The concerned look on my face speaks volumes about the dark clouds massing ahead of me...

...and with good reason too...!!!

A short while later, just after I took the final turn for the last run to the border, I pulled over the watch a large storm brewing to the north and west of me. The road seemed to skirt the very edge of it, and I noticed that the wind was in my favour, blowing the rain away to the west, the skies in the east, a magnificent blue…

I thought of the line from Bob Dylan’s “Mozambique”…

“I’d like to spend some time in Mozambique / The sunny sky is aqua blue…”

I hoped that the road would continue to skirt the edge of the storm raging to the west... The skies to the east were clear and an amazing shade of blue...

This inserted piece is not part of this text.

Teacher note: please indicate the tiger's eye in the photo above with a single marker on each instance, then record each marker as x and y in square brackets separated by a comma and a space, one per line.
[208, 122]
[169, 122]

I once again decided not to bother with the rain gear, and after handing out a few sweets to a small group of kids that had silently gathered around the bike, I pushed the starter button and headed further north… I was certain that with the fuel I had, I would be able to make the run all the way to Lilongwe, in Malawi, so decided not to spare the horses, poured on the power, and rode at a steady 140 km/h until the turnoff to Villa Ulongue, the scene of my last little “petrol outage” incident in 2008… I called Peter Kemp in Lilongwe from there, and explained that I would be at his home a little after 5.00pm… He was already on his way to the lake, and advised that his son Paul would be waiting for me at their home…

Mind at rest, (the thought of pitching a tent in their garden after today’s long ride, did not exactly fill me with a wild surge of excitement!), I eased up on the throttle and cruised into the “Fronterico de Cal0mue”, the border post between Mozambique and Malawi….

The border post on the Mozambique / Malawi

The Big Fella looks north into Malawi, while the Mozambican flag flaps in the breeze beside him...

I had my passport stamped, my Temporary Import Permit for the bike scrutinized, and then I waved on my way… Before I left, I took a picture of the bike next to the flag outside the Customs office, and was immediately accosted by a policeman, who ordered me to stop taking pictures… How was I to know that this was a sensitive military institution, it’s exact whereabouts a carefully guarded secret, where troops were massing to invade their northern neighbour… I showed him the photo on my camera, telling him it was just a bike, a pole and a flag, but he was having none of it…

A long line of trucks stood before us, and I had to manoeuvre the bike between them for a few hundred metres before the Malawian border post came into view… A flimsy pole was all that separated the two countries… There was a crowd of people making the crossing to and from Mozambique, presumably to celebrate the Easter weekend with their friends and families on the opposite side from where they lived and worked…

Anything and everything is transported on either bicycles or in this case, a scooter... These goats are very much alive...but are getting a serious "rush of blood to the head"...

Despite spending less than half a day riding through it, I had enjoyed riding through Mozambique, and had managed to dodge the heavy rain that had threatened to engulf us at times… The people who I had managed to interact with, had been friendly and inquisitive as always… With the fast improving infrastructure, access to the more remote ares in the north are opening up to tourism, and this bodes well for both the people living here and those considering an extended tour of the country… While the south is a popular destination for fishermen and divers, the northern parts have been neglected to an extent…

But all that is changing… Get on your bikes…!!!